Este es el sistema contra el que Carlos Manzo decidió luchar. Un sistema donde los hermanos de los capos han sido alcaldes y buscan candidaturas en el partido gobernante. El propio Roldán Álvarez, acusado de extorsión, compitió por una candidatura a diputado federal por Morena que finalmente no consiguió. Un sistema judicial que actúa como una puerta giratoria para la alta jerarquía del cártel.

¿Qué oportunidad tenía un alcalde municipal? Manzo no solo estaba luchando contra el CJNG; estaba luchando contra el Estado sombra que lo protege.

Cuando arrestó a "El Rino", no solo desafió a los sicarios; desafió a los políticos y a los jueces que les dan cobertura.

El futuro de Uruapan es un abismo. Se asume que la viuda de Manzo, Grecia Quiroz, tomará el cargo de manera interina. Una mujer de luto forzada a sentarse en la silla de su esposo asesinado para intentar calmar la presión social.

La ironía es cruel. El hermano del alcalde asesinado, Juan Manzo, es el actual secretario de gobierno de Alfredo Ramírez Bedolla. Está sentado en el gabinete del gobernador distraído. Una posición imposible que solo subraya la tragedia.

Mientras tanto, las fuentes insisten en que la protesta social legítima por el asesinato ya está siendo infiltrada por representantes del PRI y el PAN, buscando desestabilizar a Bedolla y, por extensión, a la presidenta Sheinbaum. Un círculo vicioso de política, muerte y oportunismo.

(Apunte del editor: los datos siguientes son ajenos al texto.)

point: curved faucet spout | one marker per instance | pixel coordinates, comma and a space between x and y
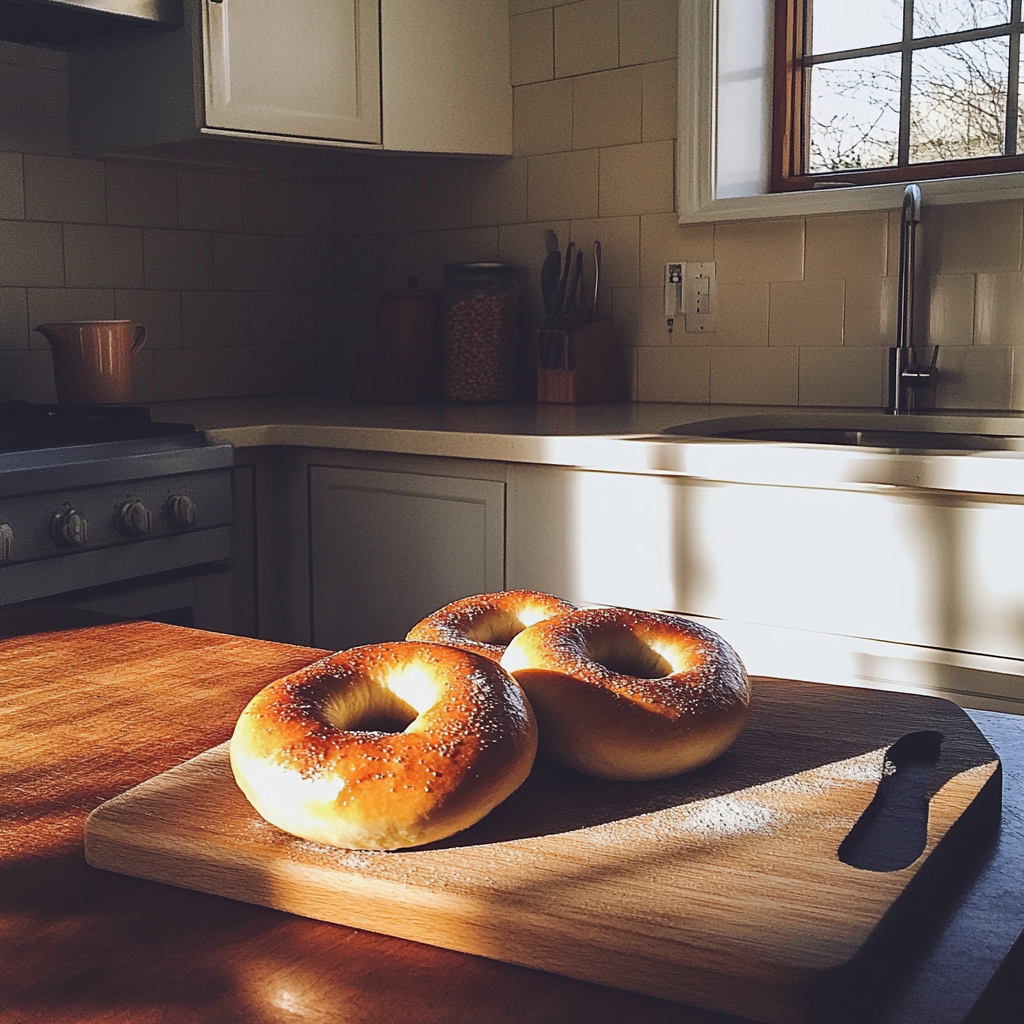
905, 375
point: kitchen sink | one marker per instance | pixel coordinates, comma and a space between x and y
877, 430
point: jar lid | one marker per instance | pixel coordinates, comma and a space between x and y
451, 268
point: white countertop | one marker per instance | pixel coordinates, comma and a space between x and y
616, 437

Llegamos al momento de la verdad. La pregunta que abrió este caso fue: ¿quiénes fueron los culpables de la muerte de Carlos Manzo?

El veredicto final es que no hay un solo culpable; hay una cadena de culpabilidad, una conspiración de acciones y omisiones que se alinearon perfectamente para producir una muerte.

  1. El culpable material: El joven sicario de 17 años. Un instrumento fanatizado o coaccionado, pero en cualquier caso desechable. La mano que apretó el gatillo.

  2. El culpable intelectual: El Cártel Jalisco Nueva Generación, bajo el mando de los hermanos Álvarez Ayala, "El R1" y "El R2". Ellos dieron la orden. Diseñaron la misión suicida como una brutal campaña de propaganda terrorista.

  3. El culpable por complicidad sistémica: El aparato político-judicial de Michoacán. Los jueces que liberaron al "R1", los políticos que han permitido que la familia Álvarez Ayala eche raíces en el poder. Ellos crearon el monstruo, lo alimentaron y le dieron la impunidad que necesitaba para actuar.

  4. El culpable por omisión estratégica: El gobernador Alfredo Ramírez Bedolla. Las pruebas y testimonios apuntan a una negligencia mortal. Su distracción, su falta de compromiso, no fue un error administrativo. Fue el factor que rompió el hilo conductor. Fue la omisión que desarmó el escudo de seguridad de Manzo. El gobernador no apretó el gatillo, pero su indiferencia le quitó el seguro al arma.

Carlos Manzo no murió en un simple atentado. Murió en una zona de sacrificio, abandonado por el mismo Estado al que servía.

El joven sicario de 17 años fue el mensajero. El mensaje fue claro: no importa cuán valiente seas, no importa cuántos soldados federales te rodeen, si el sistema que debe protegerte está distraído, si el hilo conductor está roto, estamos a un adolescente de distancia de ti.

En la ironía más cruel, Carlos Manzo fue asesinado en el Día de Muertos, un día para recordar a los que se han ido. Hoy, su familia —su viuda Grecia Quiroz, sus hijos, sus hermanos— no solo lo recuerdan; viven el trauma de una pérdida violenta, pública e injusta.